1,2 It is this interposed collagenous structure, to which the valve leaflets are attached, that we consider to represent the anulus. Zimmerman
16 in 1969 described this structure as "a crownlike formation of collagenous tissue." By 1923, Lewis and Grant
1 had observed that the anulus "is not a simple ring." Anderson and colleagues
5 in 1991 opposed the use of the term aortic anulus on the grounds that "the attachments of the leaflets are not arranged in a ringlike fashion." Indeed, the leaflets follow a semilunar pattern. It is, however, not the attachment of the leaflets that we consider to represent the anulus, but the entire collagenous structure to which they are attached. This collagenous structure is basically a circular band that has its distal edge formed like a three-peaked crown, whereas its proximal border is characterized by three fimbriated, less pronounced curves. Its connection to the adjacent vessel wall distally and the ventricular structures proximally is very intricate. Notwithstanding the fact that in the case of the aorta a distinctive borderline cannot be seen between part of the anulus and the proximal fibrous structures, we consider the term anulus applicable.

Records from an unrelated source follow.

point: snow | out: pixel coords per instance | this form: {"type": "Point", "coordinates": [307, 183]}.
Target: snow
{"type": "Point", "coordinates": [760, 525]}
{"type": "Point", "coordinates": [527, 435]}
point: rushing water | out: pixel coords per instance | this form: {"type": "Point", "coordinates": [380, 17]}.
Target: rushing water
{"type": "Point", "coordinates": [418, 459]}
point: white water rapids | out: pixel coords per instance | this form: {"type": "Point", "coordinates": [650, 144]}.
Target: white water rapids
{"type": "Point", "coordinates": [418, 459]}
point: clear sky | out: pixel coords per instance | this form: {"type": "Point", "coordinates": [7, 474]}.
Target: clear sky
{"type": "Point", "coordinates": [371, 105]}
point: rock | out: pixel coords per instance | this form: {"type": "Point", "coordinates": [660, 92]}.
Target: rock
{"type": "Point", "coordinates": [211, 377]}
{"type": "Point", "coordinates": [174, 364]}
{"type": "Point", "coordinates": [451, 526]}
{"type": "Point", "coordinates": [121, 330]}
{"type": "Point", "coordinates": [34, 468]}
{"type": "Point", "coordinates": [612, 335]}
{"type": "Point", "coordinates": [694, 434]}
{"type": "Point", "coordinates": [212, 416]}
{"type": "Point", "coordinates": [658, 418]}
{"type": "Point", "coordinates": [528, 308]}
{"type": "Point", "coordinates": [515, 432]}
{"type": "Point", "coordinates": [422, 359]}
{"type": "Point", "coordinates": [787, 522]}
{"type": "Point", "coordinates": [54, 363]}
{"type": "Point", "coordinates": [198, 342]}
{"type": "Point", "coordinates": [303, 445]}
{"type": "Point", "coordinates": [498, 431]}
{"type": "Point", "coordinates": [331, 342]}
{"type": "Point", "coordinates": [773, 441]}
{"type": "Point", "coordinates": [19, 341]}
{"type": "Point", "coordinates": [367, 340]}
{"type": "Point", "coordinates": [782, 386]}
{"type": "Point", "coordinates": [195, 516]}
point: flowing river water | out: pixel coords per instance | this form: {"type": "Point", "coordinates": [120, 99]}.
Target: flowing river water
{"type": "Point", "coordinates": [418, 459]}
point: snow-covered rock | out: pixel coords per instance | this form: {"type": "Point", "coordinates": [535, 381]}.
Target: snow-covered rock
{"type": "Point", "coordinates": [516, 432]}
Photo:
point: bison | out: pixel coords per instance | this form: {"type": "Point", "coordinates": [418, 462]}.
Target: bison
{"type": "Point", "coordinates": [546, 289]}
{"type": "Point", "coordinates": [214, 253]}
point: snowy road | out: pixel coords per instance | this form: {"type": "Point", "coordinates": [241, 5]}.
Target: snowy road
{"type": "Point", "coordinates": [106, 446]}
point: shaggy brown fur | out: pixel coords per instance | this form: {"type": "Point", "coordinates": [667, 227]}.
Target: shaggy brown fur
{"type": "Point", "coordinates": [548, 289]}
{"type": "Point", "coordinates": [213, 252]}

The reversed relation of the elastic vessel wall and the collagenous anulus in the sinus wall (elastic layer inside) and in the interleaflet triangle (elastic layer outside) as found by us in both the pulmonary and aortic root had already been recognized in the aortic root by Lewis and Grant.
1 The isolated condensations of elastic fibers in the interleaflet triangles of the aortic (more pronounced) and the pulmonary (less conspicuous) roots have, as far as we are aware, not been described before. They might be indicative of elastic properties to pass on end-diastolic left ventricular pressure, which is useful in the opening mechanism of the semilunar valves, as described for the aortic valve by Thubrikar and associates.
17 A collagenous tendon between two opposing interleaflet triangles of the pulmonary and aortic roots was found in two of the nine specimens. This structure is known as the conus tendon.
18,19 The prevalence of this tendon is not known. Kerr and Goss,
20 having studied the relation between the pulmonary and aortic valves in 200 hearts, did not mention this tendon. The collagenous condensation at the proximal part of the right coronary sinus wall, as present in three of nine specimens, has been described before by Zimmerman,
16,21 who assigned the term third body to it. He described it as being continuous with the anterior part of the membranous septum. This "third body" was, however, continuous with the membranous septum in only one of our specimens, whereas in the other two specimens the third body and the membranous septum were separated by muscular ventricular septum.
With respect to the differences between the pulmonary and aortic roots it appears that these are both major and minor. The anulus of the pulmonary root is anchored in myocardium over its entire circumference, whereas this applies to only half of the aortic circumference. The right ventricular myocardium is thin, thus providing a more delicate attachment of the pulmonary anulus. This contrasts with the thick left ventricular myocardium and the proximal continuation of more than half of the aortic anulus in fibrous structures such as the membranous septum, the right fibrous trigone, the anterior leaflet of the mitral valve, and the left fibrous trigone. The sinus walls and the interleaflet triangles of the aorta appear to be thicker. Surprisingly, we found no significant differences between the elastic lamella counts in the pulmonary and aortic sinuses, nor was there a significant difference at this level between the counts in children and adults. Although the number of studied specimens was small, it appears that the number of lamellae in the sinuses is fixed. The difference in thickness of the sinus walls might be the result of a difference in the amount of collagen, smooth muscle cells, or ground substance and/or in the thickness of the elastic lamellae themselves. At the level distal to the commissures, the number of elastic lamellae in both arteries was higher than that in the sinus walls. In contrast to the situation in the sinus walls, at the distal level, this number is not fixed. In agreement with the findings of others,
22,23 the adult specimens showed a higher count. The aorta has more elastic lamellae than the pulmonary trunk and this difference was even more pronounced in the adult heart specimens. With regard to a possible growth potential of these lamellae no conclusions can be drawn, because the thickness of the lamellae, their organization, and other components of the medial layer of the vessel wall have to be taken into account.
24,25
With regard to the surrounding structures the aorta is better encased. In addition to the thick left ventricular myocardium that bulges and forms a collar around the proximal part of the aortic root, the aortic root is wedged between the right and left atrioventricular anuli and atrial myocardium. The pulmonary root is only slightly supported by the thin right ventricular myocardium and the adjacent aorta.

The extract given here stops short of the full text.